このところ、タイカレーのことばかり考えている。
タイカレーを作り、タイカレーを食べに行く。ハーブと発酵調味料の織りなすハーモニーがたまらない。1月にはタイ南部を旅したし、クロック(石臼)も新調したし、バンコクで知り合ったタイ人の料理人と日本人の仲間たちを集めて「タイカリ~番長」なるグループも結成した。ひとまずライバルは「東京カリ~番長」ということにしている。

僕は、自分が興味を持っていることがあると、少なくとも自分の周囲にはうるさいほど吹聴することにしている。誰かをその気にさせたいわけでも世の中に発信したいわけでもない。数は少なくても身近なところに共感してくれる仲間が生まれてくれたら、一緒に楽しみたいと思っているからだ。

最近、カレー特集を計画している、とある料理雑誌の編集チームと雑談をしたところ、「そういえば、○○さんが『これからはタイカレーの時代が来るよ』って言ってました」という。「へえ、何を根拠に?」と聞いてみたら、「水野君が最近騒いでいるから」と。いやいや、僕にそんな影響力はない。僕はただ自分が興味を持った分野や切り口を狭いところで楽しみ尽くしたいと思っているだけなのだ。編集チームには「タイカレーの時代は来ませんよ」と答えておいた。
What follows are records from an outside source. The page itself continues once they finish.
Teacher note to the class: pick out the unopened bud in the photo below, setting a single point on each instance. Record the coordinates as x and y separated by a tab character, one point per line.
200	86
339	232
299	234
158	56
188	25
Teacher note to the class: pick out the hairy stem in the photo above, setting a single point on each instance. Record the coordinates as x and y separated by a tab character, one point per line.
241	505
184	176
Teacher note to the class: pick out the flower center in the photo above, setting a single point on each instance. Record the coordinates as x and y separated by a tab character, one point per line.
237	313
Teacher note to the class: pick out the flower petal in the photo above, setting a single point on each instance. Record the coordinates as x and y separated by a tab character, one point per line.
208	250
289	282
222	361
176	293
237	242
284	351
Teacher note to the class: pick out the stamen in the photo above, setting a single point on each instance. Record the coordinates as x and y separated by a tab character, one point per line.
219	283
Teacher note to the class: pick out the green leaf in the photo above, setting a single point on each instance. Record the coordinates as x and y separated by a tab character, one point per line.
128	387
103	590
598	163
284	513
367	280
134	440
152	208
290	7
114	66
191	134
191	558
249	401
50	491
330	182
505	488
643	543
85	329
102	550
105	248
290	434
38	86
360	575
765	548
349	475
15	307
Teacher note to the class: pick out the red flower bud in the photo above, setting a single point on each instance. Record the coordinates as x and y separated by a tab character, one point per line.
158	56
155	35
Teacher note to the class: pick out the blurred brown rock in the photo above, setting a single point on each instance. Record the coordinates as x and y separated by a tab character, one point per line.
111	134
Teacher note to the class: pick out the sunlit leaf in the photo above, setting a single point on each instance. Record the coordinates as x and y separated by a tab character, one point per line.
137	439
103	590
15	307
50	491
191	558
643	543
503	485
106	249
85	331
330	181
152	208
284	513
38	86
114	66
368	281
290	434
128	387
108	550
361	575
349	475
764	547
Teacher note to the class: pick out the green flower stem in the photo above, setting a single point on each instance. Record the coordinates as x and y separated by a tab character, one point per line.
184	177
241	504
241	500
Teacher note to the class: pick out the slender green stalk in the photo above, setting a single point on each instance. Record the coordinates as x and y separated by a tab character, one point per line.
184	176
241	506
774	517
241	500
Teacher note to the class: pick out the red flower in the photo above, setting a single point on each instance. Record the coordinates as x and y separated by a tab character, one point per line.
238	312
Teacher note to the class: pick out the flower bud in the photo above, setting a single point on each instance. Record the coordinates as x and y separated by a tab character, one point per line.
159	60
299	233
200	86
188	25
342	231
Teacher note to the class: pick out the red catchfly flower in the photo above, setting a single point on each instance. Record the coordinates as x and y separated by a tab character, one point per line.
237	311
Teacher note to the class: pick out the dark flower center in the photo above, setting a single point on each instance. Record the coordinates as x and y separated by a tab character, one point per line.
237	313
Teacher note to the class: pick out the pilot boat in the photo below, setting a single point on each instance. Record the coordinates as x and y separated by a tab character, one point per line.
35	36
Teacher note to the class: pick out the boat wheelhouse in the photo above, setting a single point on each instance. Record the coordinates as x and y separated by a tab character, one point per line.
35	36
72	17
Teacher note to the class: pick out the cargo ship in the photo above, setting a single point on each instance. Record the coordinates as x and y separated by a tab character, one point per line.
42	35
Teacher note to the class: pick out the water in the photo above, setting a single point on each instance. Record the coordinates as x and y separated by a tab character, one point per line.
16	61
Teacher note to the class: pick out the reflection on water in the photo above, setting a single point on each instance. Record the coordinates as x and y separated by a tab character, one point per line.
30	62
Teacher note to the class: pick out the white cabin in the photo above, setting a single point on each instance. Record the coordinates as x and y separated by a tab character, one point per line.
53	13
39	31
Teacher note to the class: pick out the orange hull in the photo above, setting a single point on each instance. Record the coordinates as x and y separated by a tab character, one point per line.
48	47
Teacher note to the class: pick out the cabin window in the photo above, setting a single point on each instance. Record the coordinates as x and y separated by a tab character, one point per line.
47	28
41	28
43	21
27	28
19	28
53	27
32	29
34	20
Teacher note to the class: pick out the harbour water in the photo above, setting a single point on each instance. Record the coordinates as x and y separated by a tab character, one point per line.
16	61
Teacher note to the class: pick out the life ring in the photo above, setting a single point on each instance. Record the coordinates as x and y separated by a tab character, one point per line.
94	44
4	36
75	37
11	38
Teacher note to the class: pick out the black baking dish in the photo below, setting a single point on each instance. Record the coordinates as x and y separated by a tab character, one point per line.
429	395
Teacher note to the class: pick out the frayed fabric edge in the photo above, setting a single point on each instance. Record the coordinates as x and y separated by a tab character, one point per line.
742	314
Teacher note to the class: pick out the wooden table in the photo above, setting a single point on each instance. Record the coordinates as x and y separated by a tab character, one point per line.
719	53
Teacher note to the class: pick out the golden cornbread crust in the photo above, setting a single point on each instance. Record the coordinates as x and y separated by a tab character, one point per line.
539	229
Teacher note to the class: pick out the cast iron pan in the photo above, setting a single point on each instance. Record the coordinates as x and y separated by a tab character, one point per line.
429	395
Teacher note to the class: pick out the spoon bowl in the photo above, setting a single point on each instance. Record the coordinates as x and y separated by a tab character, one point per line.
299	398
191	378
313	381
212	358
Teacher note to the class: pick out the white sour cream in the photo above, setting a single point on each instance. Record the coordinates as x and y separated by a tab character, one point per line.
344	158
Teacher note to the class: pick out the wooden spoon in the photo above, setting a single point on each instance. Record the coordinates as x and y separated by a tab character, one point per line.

時代が来るも何も、タイ料理は、とっくの昔からおおいに盛り上がっているのである。

本来、インドにカレーがないのと同じようにタイにもカレーはない。外国人が一部の料理を「CURRY」と名付けたことから、呼称が流通して今に至る。でも僕は、へんてこなキッカケで生まれたCURRY文化にこそ興味があるため、インドカレーにもタイカレーにも興味が尽きない状況だ。

とはいえ、インドやタイの食文化を学び、伝える活動は、古くから諸先輩方がどっさりいて功績を残しているから、僕自身は、遠慮して別のステージで動くことにしている。かつてインドカレーを学び、独自のアレンジを加えて“スパイスカレー”としたように、いまはタイカレーを学び、独自のアレンジを加えて“ハーブカレー”を表現しているのは、そんな理由からである。

僕がひとまず整理したハーブカレーの手法には、5つあると前回の記事に書いた。もちろん、キッカケがタイカレー(ゲーンの一部)なのだから、メインの手法としては、「ペースト」となる。そこで、今回は、新刊『ハーブカレー』から自家製ペーストの章と市販のタイカレーペーストを使う章の2種を紹介したい。

まず、第2章の自家製ペーストについて。
個人的には、タイのクロック(石臼)を使うが、書籍化するにあたっては、できるだけ汎用性の高い手法をと考え、ミキサーやハンドミキサー、ブレンダーを使うレシピにしている。(それだってハードルはそこそこ高いのだけれどね)
日本のにんにくやしょうが(カーの代わり)、長ねぎ(ホムデンの代わり)、香菜の根だけでなく茎や葉、グリーンチリ、レモングラス、タイではあまりペーストにはしないバジルやミントなど様々なものをすり潰してペーストにする。これができてしまえば、あとは、具や発酵調味料、ココナッツミルクなどと煮込むだけである。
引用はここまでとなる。